目的：分析與評價尼可地爾片的質(zhì)量標(biāo)準(zhǔn)可行性及質(zhì)量狀況。

方法：采用法定檢驗標(biāo)準(zhǔn)對88批尼可地爾片進行檢驗和統(tǒng)計分析，并采用探索性研究的方式對國內(nèi)企業(yè)生產(chǎn)的尼可地爾片的有關(guān)物質(zhì)、溶出曲線、含量均勻度和含量測定等項目進行了考察與評價。

結(jié)果：按法定檢驗標(biāo)準(zhǔn)檢驗了共88批尼可地爾片樣品，合格率100%。

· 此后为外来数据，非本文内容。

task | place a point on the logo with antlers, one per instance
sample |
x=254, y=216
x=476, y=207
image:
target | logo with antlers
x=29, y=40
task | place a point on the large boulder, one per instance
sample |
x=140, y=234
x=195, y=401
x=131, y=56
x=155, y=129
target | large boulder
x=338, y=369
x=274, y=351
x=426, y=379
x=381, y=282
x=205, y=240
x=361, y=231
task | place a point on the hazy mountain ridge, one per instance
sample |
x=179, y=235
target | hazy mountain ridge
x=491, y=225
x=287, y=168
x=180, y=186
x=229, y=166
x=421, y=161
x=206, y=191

通過探索性研究發(fā)現(xiàn)相關(guān)法定檢驗標(biāo)準(zhǔn)項目設(shè)置不完善，部分方法專屬性較差，存在不能準(zhǔn)確測定真實含量的問題；部分輔料、生產(chǎn)工藝及包裝易導(dǎo)致樣品水分增加，影響穩(wěn)定性。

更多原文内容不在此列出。